Me
he acostumbrado a tomar aliento. A realizar una parada en la tempestad. A
respirar profundo y liberar el miedo, la ira y el disgusto. A soltar lastre. A
escribir frases cortas en mi mente. A visualizar líneas divisorias que puedo
cruzar. A desmoldar estamentos. A dejar de lado prejuicios. A ver claro en
medio de la oscuridad. A poder asumir derrotas. A dar por perdido lo que no
puedo cambiar. A dejar que los otros sean mientras soy yo misma. A no cambiar
silencios por bienestar. A dejar lo que no quiero y a reclamar lo que merezco.
He
aprendido la técnica del campo de flores.
Consiste
en parar en el centro del huracán. Detenernos solamente un minuto de reloj.

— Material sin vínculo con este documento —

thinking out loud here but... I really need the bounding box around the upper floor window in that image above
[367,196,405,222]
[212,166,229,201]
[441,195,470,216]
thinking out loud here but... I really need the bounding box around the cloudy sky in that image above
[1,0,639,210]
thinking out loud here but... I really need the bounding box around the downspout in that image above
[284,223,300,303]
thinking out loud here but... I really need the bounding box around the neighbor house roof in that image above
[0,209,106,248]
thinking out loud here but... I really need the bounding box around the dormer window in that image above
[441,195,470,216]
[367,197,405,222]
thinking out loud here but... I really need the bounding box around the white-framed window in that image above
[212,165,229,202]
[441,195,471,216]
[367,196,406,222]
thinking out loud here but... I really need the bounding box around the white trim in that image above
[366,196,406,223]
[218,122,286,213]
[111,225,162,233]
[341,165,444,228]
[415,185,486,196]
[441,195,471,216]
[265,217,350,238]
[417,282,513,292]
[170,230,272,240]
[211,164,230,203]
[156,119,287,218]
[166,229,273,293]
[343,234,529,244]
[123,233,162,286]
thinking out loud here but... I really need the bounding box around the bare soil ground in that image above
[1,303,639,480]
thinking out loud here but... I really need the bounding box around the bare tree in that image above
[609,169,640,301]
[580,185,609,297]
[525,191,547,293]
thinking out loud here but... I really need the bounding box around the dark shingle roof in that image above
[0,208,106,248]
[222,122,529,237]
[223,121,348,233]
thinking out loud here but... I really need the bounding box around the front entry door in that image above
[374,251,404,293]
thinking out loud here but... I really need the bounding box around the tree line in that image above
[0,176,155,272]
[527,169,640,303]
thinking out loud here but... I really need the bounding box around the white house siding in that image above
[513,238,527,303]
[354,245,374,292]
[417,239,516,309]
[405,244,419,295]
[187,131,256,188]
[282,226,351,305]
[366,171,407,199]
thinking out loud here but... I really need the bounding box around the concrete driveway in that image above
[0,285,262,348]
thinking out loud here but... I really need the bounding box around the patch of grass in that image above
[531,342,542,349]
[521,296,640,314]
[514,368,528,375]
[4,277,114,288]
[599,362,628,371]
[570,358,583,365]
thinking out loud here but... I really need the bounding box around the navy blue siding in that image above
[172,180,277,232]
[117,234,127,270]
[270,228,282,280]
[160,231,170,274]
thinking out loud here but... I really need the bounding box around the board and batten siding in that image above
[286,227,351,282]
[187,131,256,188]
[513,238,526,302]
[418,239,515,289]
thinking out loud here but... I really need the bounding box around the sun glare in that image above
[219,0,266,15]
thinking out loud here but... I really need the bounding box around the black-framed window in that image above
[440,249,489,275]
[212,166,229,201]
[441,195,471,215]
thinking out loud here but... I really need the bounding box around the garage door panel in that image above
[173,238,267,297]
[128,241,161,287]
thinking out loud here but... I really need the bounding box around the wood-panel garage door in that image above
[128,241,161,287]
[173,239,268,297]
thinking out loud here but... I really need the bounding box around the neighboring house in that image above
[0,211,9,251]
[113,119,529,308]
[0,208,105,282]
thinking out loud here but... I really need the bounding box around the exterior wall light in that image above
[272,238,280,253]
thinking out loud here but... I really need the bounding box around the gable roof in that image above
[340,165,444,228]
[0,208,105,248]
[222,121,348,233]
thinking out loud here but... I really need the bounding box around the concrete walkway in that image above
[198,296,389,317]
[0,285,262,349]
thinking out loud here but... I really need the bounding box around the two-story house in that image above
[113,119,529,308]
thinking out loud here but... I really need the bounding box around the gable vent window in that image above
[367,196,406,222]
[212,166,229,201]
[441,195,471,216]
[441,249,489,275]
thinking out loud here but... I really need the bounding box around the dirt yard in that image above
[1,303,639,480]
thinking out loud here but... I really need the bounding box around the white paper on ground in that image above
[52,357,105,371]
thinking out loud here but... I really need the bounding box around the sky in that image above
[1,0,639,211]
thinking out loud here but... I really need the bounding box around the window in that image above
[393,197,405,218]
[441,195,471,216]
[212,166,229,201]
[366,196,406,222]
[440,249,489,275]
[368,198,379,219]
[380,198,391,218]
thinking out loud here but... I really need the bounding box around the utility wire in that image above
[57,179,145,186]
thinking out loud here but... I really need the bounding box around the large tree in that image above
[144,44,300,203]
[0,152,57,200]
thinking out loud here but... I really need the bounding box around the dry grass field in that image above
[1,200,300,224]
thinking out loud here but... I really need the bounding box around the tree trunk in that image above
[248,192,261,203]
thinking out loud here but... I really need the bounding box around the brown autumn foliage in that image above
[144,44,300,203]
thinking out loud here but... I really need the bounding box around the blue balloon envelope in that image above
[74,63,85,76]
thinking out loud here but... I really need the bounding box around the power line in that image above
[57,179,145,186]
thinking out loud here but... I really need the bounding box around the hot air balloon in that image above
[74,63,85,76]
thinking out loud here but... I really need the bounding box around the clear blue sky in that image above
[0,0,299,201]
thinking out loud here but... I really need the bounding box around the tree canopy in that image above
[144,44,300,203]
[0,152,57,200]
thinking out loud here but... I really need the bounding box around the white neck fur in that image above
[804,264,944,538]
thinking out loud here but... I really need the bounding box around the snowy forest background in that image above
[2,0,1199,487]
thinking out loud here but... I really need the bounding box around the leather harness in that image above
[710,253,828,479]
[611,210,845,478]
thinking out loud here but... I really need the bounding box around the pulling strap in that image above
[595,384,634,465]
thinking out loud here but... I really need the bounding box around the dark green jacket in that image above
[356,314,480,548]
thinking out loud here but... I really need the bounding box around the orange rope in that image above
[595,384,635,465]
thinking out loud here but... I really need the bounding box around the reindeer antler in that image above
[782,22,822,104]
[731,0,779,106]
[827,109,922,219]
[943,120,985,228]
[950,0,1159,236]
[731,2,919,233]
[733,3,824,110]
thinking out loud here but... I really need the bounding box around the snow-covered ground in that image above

Imaginarnos en el interior de un campo de flores aromáticas y deliciosamente
bellas. Respirar profundamente los aires limpios de cargas pesadas, admirar la
claridad de los colores y envolverme con ellos.
El
minuto en mi campo me posiciona en un lugar diferente a la vuelta. Cuando
regreso, todo está en su lugar. Aún perdura el enfado, la incomodidad y el
desánimo. Puede que incluso me estén esperando dispuestos a volver a la carga. Pero yo, en ese momento,
soy otra ya. No los miro igual, ni me siento de la misma forma. Y si me
descubro parecida, al menos, puedo
apartarlos a una orilla para entretenerme a ellos en otro momento.
Detenernos
un solo minuto puedo hacernos conectar con la paz; con esa serenidad que nos
haga verlo todo de otra forma o al menos iniciar el camino para que deje de
dolernos o deje de importarnos.
He
aprendido que no se puede dar todo porque entonces, sobra. Por eso me quedo, de vez en cuando, con ese
minuto lleno de flores que tanto me ayuda.